I don’t know if there are any unpublished novels still to come by the late William L. DeAndrea, but he was apparently busy on the short-story front in the months before his death in 1996 at a tragically young forty-four. The Mickey Spillane/Max Allan Collins anthology Private Eyes (Signet, $6.50), reviewed in this space in July, includes “Killed in Good Company,” a novel-in-miniature about network trouble-shooter Matt Cobb, typically well-clued and featuring an inventive murder method; while Once Upon a Crime (Berkley, $21.95), a generous anthology of stories based on Grimm’s Fairy Tales edited by Ed Gorman and Martin H. Greenberg, has “Prince Charming,” a tricky romantic puzzle that is not part of a series but might have become one were life fairer.
Readers of this magazine don’t need telling that Michael Gilbert, born in 1912 and still going strong, is one of the best and most versatile writers of crime fiction at both novel and short-story lengths. Now esteemed scholar B.A. Pike has compiled The Short Stories of Michael Gilbert: An Annotated Checklist 1948–1997 (CADS, 9 Vicarage Hill, South Benfleet, Essex SS7 1PA; $7 surface, $8 air). The collectors to whom the 58-page chapbook is directed will want it even more knowing each copy is signed by both Pike and Gilbert.

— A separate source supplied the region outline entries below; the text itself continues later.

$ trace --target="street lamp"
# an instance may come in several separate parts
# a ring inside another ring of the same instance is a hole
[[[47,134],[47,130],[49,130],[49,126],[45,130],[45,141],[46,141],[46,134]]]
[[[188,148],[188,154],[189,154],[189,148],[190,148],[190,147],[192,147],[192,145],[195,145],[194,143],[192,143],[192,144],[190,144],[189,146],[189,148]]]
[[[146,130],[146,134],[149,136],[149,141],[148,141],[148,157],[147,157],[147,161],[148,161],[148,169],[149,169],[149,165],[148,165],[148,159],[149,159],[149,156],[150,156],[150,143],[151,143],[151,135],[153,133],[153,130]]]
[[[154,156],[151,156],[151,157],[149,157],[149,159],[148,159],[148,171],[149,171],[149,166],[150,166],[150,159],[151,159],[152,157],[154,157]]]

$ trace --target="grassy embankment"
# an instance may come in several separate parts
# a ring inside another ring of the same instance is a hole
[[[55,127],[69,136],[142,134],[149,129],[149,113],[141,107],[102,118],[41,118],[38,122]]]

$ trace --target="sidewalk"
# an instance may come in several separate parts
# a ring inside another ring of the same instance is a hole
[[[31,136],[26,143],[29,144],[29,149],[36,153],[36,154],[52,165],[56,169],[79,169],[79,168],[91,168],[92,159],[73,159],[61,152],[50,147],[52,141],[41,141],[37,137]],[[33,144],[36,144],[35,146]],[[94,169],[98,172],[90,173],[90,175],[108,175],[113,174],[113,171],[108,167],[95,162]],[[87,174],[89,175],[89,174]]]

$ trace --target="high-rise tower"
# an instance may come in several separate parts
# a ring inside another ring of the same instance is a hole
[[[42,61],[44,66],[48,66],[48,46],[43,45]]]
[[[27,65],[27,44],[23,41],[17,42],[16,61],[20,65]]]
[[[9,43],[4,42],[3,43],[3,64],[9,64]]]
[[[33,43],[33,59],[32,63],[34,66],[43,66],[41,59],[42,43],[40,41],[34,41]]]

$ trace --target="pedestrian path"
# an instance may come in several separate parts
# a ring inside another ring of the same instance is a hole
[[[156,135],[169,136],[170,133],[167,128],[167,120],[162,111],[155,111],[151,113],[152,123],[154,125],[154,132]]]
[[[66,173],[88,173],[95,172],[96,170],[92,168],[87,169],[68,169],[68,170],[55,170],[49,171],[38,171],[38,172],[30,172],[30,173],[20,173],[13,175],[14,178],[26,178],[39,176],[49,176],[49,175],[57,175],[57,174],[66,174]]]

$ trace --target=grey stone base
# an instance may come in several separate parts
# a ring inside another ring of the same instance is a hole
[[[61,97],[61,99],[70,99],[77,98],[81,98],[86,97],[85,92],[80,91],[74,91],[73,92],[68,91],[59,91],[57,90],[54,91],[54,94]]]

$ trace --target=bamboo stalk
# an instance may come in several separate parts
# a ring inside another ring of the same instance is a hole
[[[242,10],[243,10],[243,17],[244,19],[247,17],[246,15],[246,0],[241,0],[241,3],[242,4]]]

Serious students of mystery fiction can’t do without the long-awaited second edition of Walter Albert’s Detective and Mystery Fiction: An International Bibliography of Secondary Sources (Brownstone Books/Borgo Press, P.O. Box 2845, San Bernardino, CA 92406-2845; $100 hardcover, $80 paperback). The 5000-plus annotated entries of the 1985 first edition have grown to nearly 7700 — that the 2500-item increase covers a period of only six years, through the cut-off date of 1990, shows how much critical, biographical, historical, and bibliographic material on the genre has exploded in recent years. The scope of coverage and reliability of information are remarkable. Of an impressive list of contributing mystery scholars, John L. Apostolou, Jacques Baudou, Robert E. Briney, and Loris Rambelli, along with editor Albert, have provided new material for both editions.